It’s not always the hip replacement…

A refreshingly calm and well organised annual hip appointment took place this week. My surgeon kindly allowed me to describe my various symptoms but assured me that the x-rays show no change and, more importantly, the hips look stable.

What had preceded this was the usual months of anticipation because of changes and worsening of symptoms and general trepidation of what this might mean. I am always aware of the age of my hips, rightie is 20.5 yrs old and leftie the 3rd (a revision hip replacement) is 5. In my mind, I’m very conscious that these hips will be loosening and wearing out. I realise now that I’ve been viewing these as ticking bombs almost.

The consultant believes my symptoms are due to problems with muscles and tendons. This is hardly surprising given how much my hips have been through, combined with changes in hormones of a woman in her 40s. It all plays a part.

This is good news in that my replacements are solid but physio awaits. Never good in my book! Hopefully I can get things back on track without invasive interventions in the future.

The difference since this appointment is huge. I have continued to have the pains in my thigh and side of hip, I’m stiff on moving and tiring easily. However, knowing the hips are not loose has changed how I feel about it. I’m not panicking. I’m not catastrophising, as a psychologist would describe my previous responses.

I’ve always maintained that understanding what is happening, having explanations, helps me to manage the symptoms better. I feel this is proving it.

At the same time, I am reminded of a physio I saw aged 23, after the first replacements were done. She told me I hadn’t fully accepted into myself my hips. I have always been able to understand her reason for saying it but I think the phrasing was so off putting I dismissed the meaning more than I should. But I’ve always remembered it and there have been times it has come to mind. This week is one of those. Perhaps if I embraced my new hips more and trusted them, instead of fearing what might go wrong or when they will need revising, I might not be so inclined to catastrophise.

It’s only taken 20+ yrs to realise this…

The empowered but ineffectual patient

Last week I saw a physiotherapist about the pain I’m experiencing in my wrists. It was interesting for me as I now engage with these appointments somewhat distantly. However, that distance seems to be making these interactions tricky for me.

The pain I’m experiencing is a side effect of using walking aids intermittently for 30 years (consistently for the last 16). For some time I’ve experienced pain and nerve problems in my hands, wrists, shoulders, arms, etc.

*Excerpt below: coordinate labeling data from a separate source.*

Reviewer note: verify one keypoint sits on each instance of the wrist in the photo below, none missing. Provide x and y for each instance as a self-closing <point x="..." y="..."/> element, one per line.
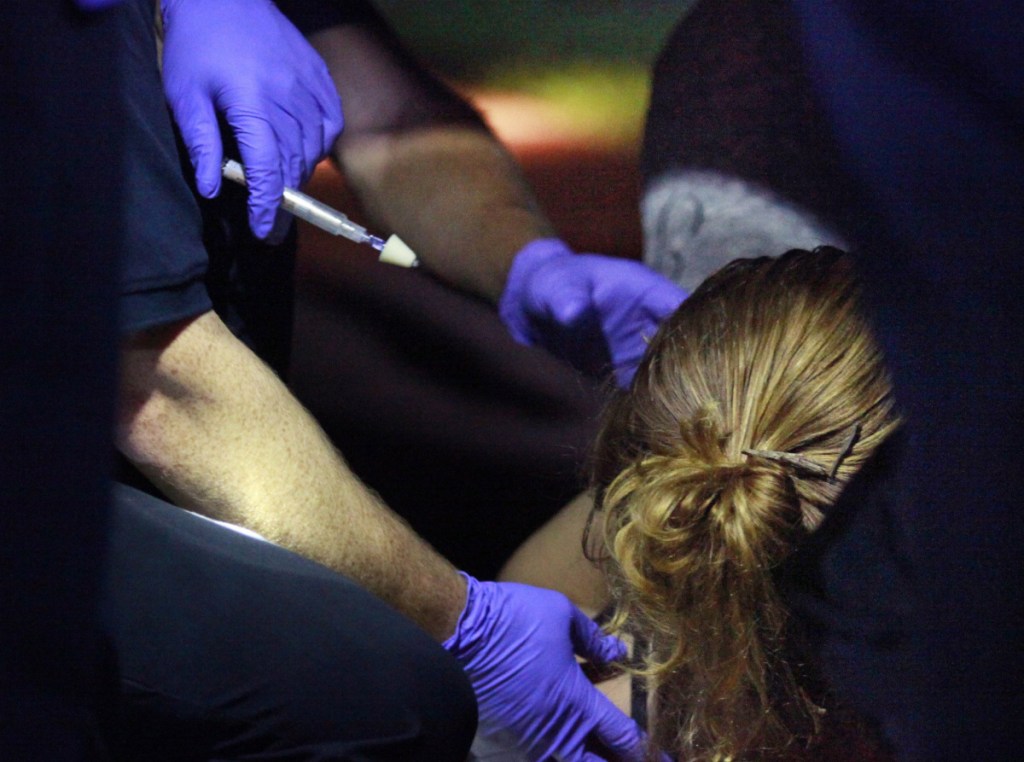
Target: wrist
<point x="469" y="628"/>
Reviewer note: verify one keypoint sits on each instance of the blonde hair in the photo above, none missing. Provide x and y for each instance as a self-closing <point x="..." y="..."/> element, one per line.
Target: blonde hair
<point x="772" y="355"/>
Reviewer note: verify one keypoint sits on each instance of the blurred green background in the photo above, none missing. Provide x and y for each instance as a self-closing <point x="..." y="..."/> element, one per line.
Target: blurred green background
<point x="590" y="59"/>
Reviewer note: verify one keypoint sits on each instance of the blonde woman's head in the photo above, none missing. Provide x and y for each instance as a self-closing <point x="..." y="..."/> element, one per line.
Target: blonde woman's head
<point x="757" y="400"/>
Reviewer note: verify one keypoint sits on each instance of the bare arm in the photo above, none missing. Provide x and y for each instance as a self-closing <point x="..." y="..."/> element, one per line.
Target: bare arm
<point x="424" y="165"/>
<point x="211" y="425"/>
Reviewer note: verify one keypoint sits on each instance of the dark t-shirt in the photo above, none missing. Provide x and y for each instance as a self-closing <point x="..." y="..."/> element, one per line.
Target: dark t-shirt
<point x="185" y="254"/>
<point x="731" y="93"/>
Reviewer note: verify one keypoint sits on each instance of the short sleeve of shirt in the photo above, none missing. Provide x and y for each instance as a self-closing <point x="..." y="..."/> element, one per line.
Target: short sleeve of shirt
<point x="312" y="15"/>
<point x="165" y="262"/>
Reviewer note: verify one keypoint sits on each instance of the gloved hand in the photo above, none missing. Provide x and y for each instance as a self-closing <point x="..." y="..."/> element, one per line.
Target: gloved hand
<point x="588" y="308"/>
<point x="516" y="644"/>
<point x="245" y="59"/>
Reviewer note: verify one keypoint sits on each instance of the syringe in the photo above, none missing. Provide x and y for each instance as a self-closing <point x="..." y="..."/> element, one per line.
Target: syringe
<point x="393" y="251"/>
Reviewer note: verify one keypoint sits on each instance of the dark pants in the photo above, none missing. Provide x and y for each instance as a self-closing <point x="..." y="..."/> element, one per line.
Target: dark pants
<point x="230" y="647"/>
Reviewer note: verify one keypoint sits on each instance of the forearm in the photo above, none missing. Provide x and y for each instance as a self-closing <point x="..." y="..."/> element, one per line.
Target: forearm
<point x="214" y="428"/>
<point x="424" y="165"/>
<point x="453" y="195"/>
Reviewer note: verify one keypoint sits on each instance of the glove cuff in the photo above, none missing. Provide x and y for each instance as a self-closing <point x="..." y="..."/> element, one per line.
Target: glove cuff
<point x="467" y="629"/>
<point x="511" y="305"/>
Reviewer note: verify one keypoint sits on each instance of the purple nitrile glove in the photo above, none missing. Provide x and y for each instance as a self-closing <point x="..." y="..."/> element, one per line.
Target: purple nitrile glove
<point x="517" y="644"/>
<point x="245" y="59"/>
<point x="590" y="309"/>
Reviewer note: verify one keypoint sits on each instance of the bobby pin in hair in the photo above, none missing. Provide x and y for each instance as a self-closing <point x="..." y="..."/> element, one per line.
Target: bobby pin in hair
<point x="806" y="464"/>
<point x="797" y="461"/>
<point x="845" y="450"/>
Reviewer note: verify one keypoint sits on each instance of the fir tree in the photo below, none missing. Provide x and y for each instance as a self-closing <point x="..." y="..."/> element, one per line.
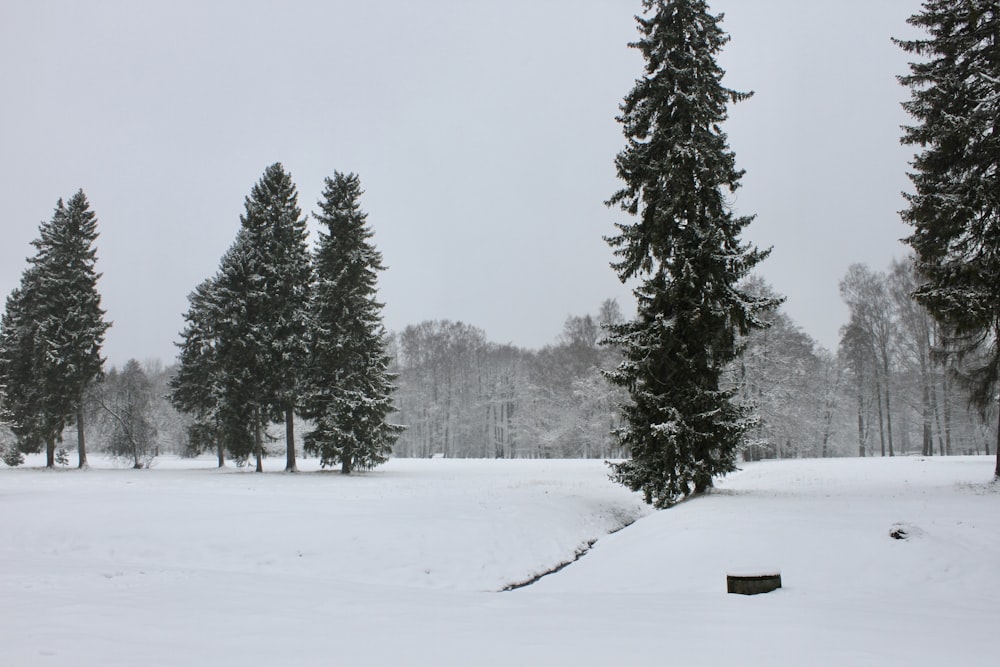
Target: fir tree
<point x="681" y="427"/>
<point x="349" y="385"/>
<point x="23" y="408"/>
<point x="955" y="209"/>
<point x="260" y="319"/>
<point x="193" y="388"/>
<point x="56" y="323"/>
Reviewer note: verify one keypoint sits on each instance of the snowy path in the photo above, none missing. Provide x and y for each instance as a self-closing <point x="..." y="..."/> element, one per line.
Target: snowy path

It seems to be joint, muscle, nerve and tendon based, to different levels in different areas. When it first became a significant problem, in 2001/02, I found a change of crutches and sticks to those with ‘comfy’ handles to be particularly helpful (something I was stopped in the street to be asked about last week):

I’ve touched upon trying to reconcile the patient with the academic and being the daughter of four medical parents (including step-parents) previously. The tricky nature of the interaction with the physiotherapist last week arose in response to being asked one of the standard questions,

‘What does the pain feel like?’

There are various responses that instinctively come to mind, some more constructive than others! However, what I (also) found was that I began thinking about the reading I’ve done regarding the difficulties of communicating pain, of describing it, measuring it, the subjective nature of it but also the importance of descriptions and metaphors for diagnostic purposes.The result was that I felt unable to give any response without being prompted. This was a different inability to describe the pain to that discussed in the reading I’ve just touched upon but the result was the same – an inability to know what words to use.

I now begin to wonder whether, as something of a medical sociologist, I am in a position of being an empowered patient or merely an ineffectual one. At times I feel that I’m trying to limp a fine line between being aware, self-reflective, and informed, and receiving effective medical care. Of course these things shouldn’t be incongruous (indeed, rather the opposite!) but there certainly seems to be a balance that presently eludes me.